Source: European Banking Authority (EBA)
EU banks’ solvency ratios have increased, despite rising risk weighted assets (RWA) during the last two quarters. Since June 2017, CET1 ratios have increased from 14.3% to 14.5% on a transitional and from 14.0% to 14.3% on a fully loaded basis. The composition of capital keeps moving towards a greater reliance on retained earnings and other reserves.
Asset quality has further improved. The average NPL ratio of EU banks has decreased from 4.4% in June 2017 to 3.6% in June 2018. It has reached its lowest level since the NPL definition was harmonised across the EU in 2014, when it stood at 6.5%. NPL sales have contributed significantly to these reductions. However, vulnerabilities from downside risks to economic growth, revival of protectionism and elevated political risk remain high, which might jeopardise banks’ efforts to reduce legacy assets.
Profitability has virtually not changed since last year with an average return on equity (RoE) at 7.2% as of June 2018. EU banks’ net interest income has continued its declining trend in recent quarters, despite growing lending volumes, tightening the net interest margin further. Profitability has however benefited from the reduction of impairments and the increase of net fee and commission income. High costs and low efficiency represent a major driver of the poor performance of the EU banking sector. Costs dynamics are affected by elevated IT related expenses.

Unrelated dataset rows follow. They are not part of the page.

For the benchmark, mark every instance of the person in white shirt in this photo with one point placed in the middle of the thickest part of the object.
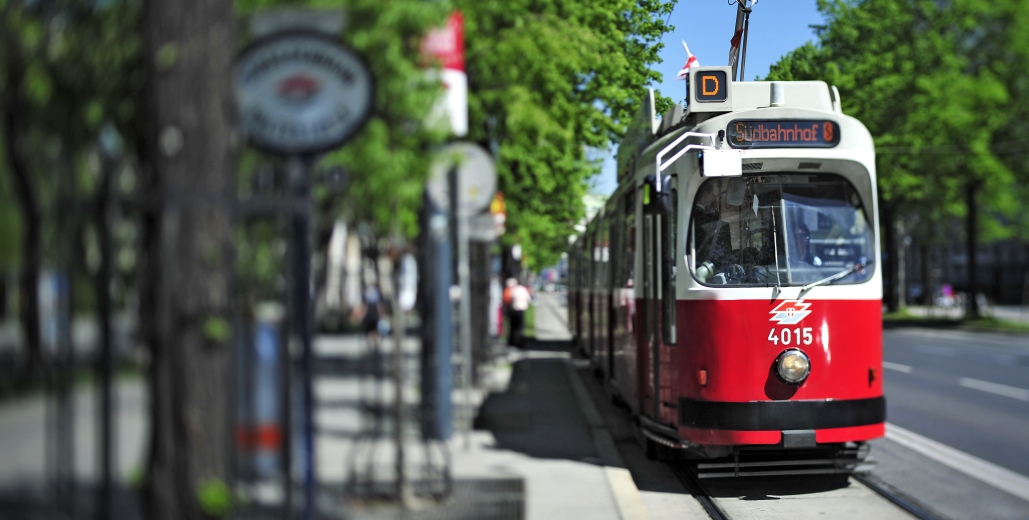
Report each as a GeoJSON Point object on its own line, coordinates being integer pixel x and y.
{"type": "Point", "coordinates": [517, 299]}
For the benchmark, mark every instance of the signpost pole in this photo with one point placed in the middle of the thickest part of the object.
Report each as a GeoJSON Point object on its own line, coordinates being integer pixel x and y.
{"type": "Point", "coordinates": [465, 310]}
{"type": "Point", "coordinates": [299, 176]}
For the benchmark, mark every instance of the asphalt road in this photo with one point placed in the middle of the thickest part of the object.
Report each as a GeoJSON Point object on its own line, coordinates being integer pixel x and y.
{"type": "Point", "coordinates": [967, 391]}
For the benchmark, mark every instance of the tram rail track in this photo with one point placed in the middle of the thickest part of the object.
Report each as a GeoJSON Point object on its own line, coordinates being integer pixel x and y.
{"type": "Point", "coordinates": [717, 512]}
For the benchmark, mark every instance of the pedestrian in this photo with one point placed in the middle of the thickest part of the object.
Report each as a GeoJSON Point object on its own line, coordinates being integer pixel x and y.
{"type": "Point", "coordinates": [517, 300]}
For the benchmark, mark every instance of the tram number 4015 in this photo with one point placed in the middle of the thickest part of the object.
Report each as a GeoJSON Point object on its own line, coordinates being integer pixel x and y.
{"type": "Point", "coordinates": [787, 336]}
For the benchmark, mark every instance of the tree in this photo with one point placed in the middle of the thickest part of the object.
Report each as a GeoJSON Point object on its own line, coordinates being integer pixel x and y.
{"type": "Point", "coordinates": [547, 80]}
{"type": "Point", "coordinates": [189, 111]}
{"type": "Point", "coordinates": [909, 70]}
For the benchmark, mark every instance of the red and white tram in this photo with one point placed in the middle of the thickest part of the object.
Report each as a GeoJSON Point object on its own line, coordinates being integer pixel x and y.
{"type": "Point", "coordinates": [729, 291]}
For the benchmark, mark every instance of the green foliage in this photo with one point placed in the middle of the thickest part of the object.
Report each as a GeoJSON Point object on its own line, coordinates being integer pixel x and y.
{"type": "Point", "coordinates": [547, 80]}
{"type": "Point", "coordinates": [216, 330]}
{"type": "Point", "coordinates": [915, 73]}
{"type": "Point", "coordinates": [214, 498]}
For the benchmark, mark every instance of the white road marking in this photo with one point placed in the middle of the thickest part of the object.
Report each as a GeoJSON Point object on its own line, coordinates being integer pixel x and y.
{"type": "Point", "coordinates": [929, 349]}
{"type": "Point", "coordinates": [999, 389]}
{"type": "Point", "coordinates": [1000, 478]}
{"type": "Point", "coordinates": [897, 367]}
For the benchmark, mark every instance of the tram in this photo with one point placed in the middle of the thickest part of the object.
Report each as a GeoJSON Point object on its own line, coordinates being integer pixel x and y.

Despite increasing stable customer deposit funding, banks are facing key challenges on the liability side. Replacing financing from central banks will be a key driver for banks’ funding plans. Another driver are issuance needs of instruments for meeting the minimum requirement for own funds and eligible liabilities (MREL). In developing and exercising their funding strategies banks should also be aware of the resurgence of market volatility and a potential upcoming interest rate increase.
Operational risks in EU banks have again been on the rise. ICT-related risks are currently one of the main challenges for EU banks, with cyber risks and data security being the main drivers. At the same time, conduct and legal risks, including breach of anti-money laundering regulations, have been on the rise in 2018.
Looking forward, risks to the global economy are increasing with growing geopolitical tensions, coupled with uncertainties surrounding financial and economic conditions in emerging markets economies. Banks need to be prepared for adverse scenarios, which might impact funding, asset quality and profitability.